Plusieurs financements sont disponibles mais il faut aller les chercher par l'identification et par l'initialisation de ces projets. Nous considérons qu'il est nécessaire de devenir plus actif et agressif pour démarrer ces projets et lever les obstacles. Nous menons toujours une action de sensibilisation pour consolider notre part de marché ce qui permettra de renforcer l'investissement à l'échelle nationale mais aussi en Afrique.

Avec notre savoir-faire nous pouvons identifier l'impact, faire le suivi et les Reporting extra-comptables nécessaires qui doivent être soumis aux bailleurs de fonds qui vont financer ce type de projets. Nous essayons d'avancer sur l'accréditation du "  Green Climate Fund " des nations Unis car la procédure requiert l'existence de projets verts dans le portefeuille .

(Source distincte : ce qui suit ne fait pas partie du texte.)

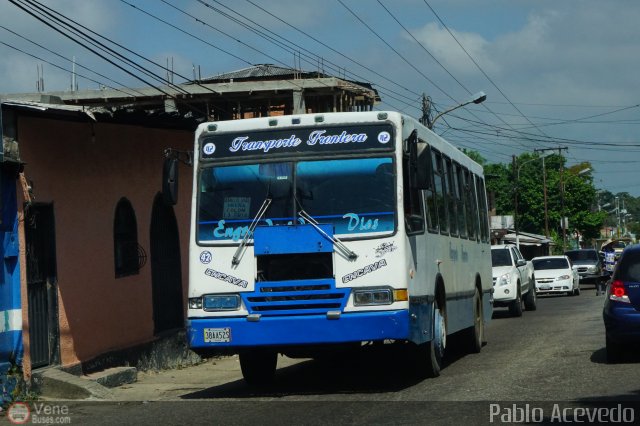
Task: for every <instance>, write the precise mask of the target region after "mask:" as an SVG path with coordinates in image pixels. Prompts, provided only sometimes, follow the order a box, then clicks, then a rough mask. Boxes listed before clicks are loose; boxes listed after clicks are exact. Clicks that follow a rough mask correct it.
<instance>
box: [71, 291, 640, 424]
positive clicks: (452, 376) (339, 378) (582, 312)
mask: <svg viewBox="0 0 640 426" xmlns="http://www.w3.org/2000/svg"><path fill="white" fill-rule="evenodd" d="M603 302H604V296H596V295H595V291H594V290H593V287H592V286H590V285H589V286H586V288H585V287H583V291H582V294H581V295H580V296H573V297H568V296H561V297H558V296H546V297H540V298H539V299H538V309H537V310H536V311H526V312H524V314H523V316H522V317H520V318H511V317H509V316H508V312H507V309H502V308H499V309H496V310H495V312H494V318H493V320H492V321H491V322H490V323H489V324H488V325H487V328H486V336H487V344H486V345H485V346H484V347H483V349H482V352H481V353H480V354H472V355H465V354H461V353H455V351H452V353H451V354H450V355H449V356H448V357H447V365H446V367H445V368H444V370H443V371H442V375H441V376H440V377H438V378H436V379H428V380H422V381H421V380H416V379H414V378H412V377H411V374H410V372H409V371H408V369H407V367H406V363H405V362H404V357H403V354H404V353H403V352H402V351H401V350H397V349H394V348H392V347H390V348H384V349H382V350H380V349H376V350H374V349H370V350H367V351H364V353H363V354H361V356H358V357H353V358H348V359H344V358H343V359H339V360H338V361H334V362H318V361H311V360H302V361H300V360H296V361H293V360H287V361H285V360H283V361H279V369H278V372H277V375H276V381H275V383H274V384H273V385H271V386H269V387H265V388H251V387H248V386H247V385H246V384H245V383H244V382H243V381H242V379H241V375H240V372H239V371H238V370H237V369H235V370H234V371H227V372H226V375H225V376H224V378H223V380H218V382H217V383H216V384H215V385H213V386H212V385H211V382H209V381H207V378H206V377H204V378H203V377H200V378H198V379H197V380H196V379H195V378H194V379H193V383H191V385H190V386H186V387H185V386H184V383H183V384H182V385H183V386H182V388H180V387H177V388H175V389H173V391H172V392H167V393H165V394H163V395H162V396H159V395H160V394H158V395H155V397H154V395H149V398H148V400H151V402H147V403H142V402H139V401H138V402H133V401H132V402H126V403H121V404H118V405H114V404H112V403H107V404H97V403H96V404H92V403H82V404H79V405H78V406H75V407H74V406H72V407H71V408H72V410H74V417H75V419H77V420H80V419H82V421H81V422H80V423H82V424H85V423H86V424H96V425H98V424H114V423H117V422H122V423H124V424H130V423H134V422H135V423H136V424H182V423H185V424H250V423H256V422H259V423H260V424H324V423H334V424H424V423H429V424H461V423H462V422H464V423H467V424H491V422H490V420H494V422H495V421H497V420H499V419H500V415H503V414H504V415H506V414H509V410H510V409H511V408H513V410H515V411H514V412H515V413H516V414H517V409H519V408H522V407H525V405H526V404H530V407H541V408H540V410H544V416H545V419H547V420H549V419H550V418H551V417H550V416H551V415H552V411H551V410H552V409H553V408H554V404H557V403H560V404H564V405H563V407H564V406H566V405H567V404H570V405H571V406H574V405H576V404H577V406H586V407H590V406H592V407H595V406H599V404H603V403H605V402H610V403H614V404H615V403H618V402H619V401H621V400H622V401H639V402H640V397H639V396H638V395H639V394H640V368H639V367H640V364H639V363H638V362H639V361H638V360H637V359H630V360H629V361H628V362H626V363H623V364H618V365H609V364H607V363H606V361H605V348H604V342H605V339H604V326H603V322H602V314H601V312H602V305H603ZM454 340H455V339H454ZM192 368H198V367H192ZM190 369H191V368H188V369H185V371H186V370H190ZM177 374H179V373H177ZM175 377H177V378H176V380H177V381H179V380H180V379H179V375H178V376H175ZM143 381H144V379H143ZM196 382H197V383H196ZM159 389H160V388H158V387H156V392H161V391H160V390H159ZM122 392H124V390H123V391H122ZM123 394H124V393H123ZM492 404H493V405H492ZM514 404H515V405H514ZM505 407H506V408H505ZM510 407H511V408H510ZM491 410H496V411H495V412H494V413H498V410H499V413H498V414H496V415H495V416H493V417H491V416H490V414H491V413H490V412H491ZM523 410H524V408H523ZM635 410H636V411H637V413H635V414H634V415H635V420H636V421H637V420H638V419H640V406H638V408H636V409H635ZM541 412H542V411H537V412H535V411H534V412H533V413H532V415H535V414H536V413H537V414H540V413H541ZM101 419H102V420H101ZM105 419H108V421H105ZM509 419H510V418H508V417H504V418H502V420H509ZM551 419H552V418H551ZM511 420H513V419H511ZM516 420H517V419H516ZM534 420H535V419H534ZM101 421H105V422H104V423H101Z"/></svg>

D'un autre côté, nos programmes ont pour objectif de booster les Startups. Et c'est là où nous sentons l'impact de tous ces financements drainés pour les offrir à l'écosystème. Soutenir les incubateurs permet d'aider les Startups à avoir les financements qu'il faut. Pour ce faire, la règlementation de change doit être adaptée aux besoins des Startups et nous misons sur un positionnement de la Tunisie comme hub d'innovation et leadeur des startups technologiques .

Nous avons une peur de perdre la majorité des Startups qui se délocalisent rapidement en raison de la facilité de lever des fonds ailleurs. Il est clair que disposer d'un compte en devises est bénéfique pour les Startups. Cependant, il faut également s'assurer de garder les fonds en devises et gérer l'investissement afin d'amortir les éventuels chocs des exits.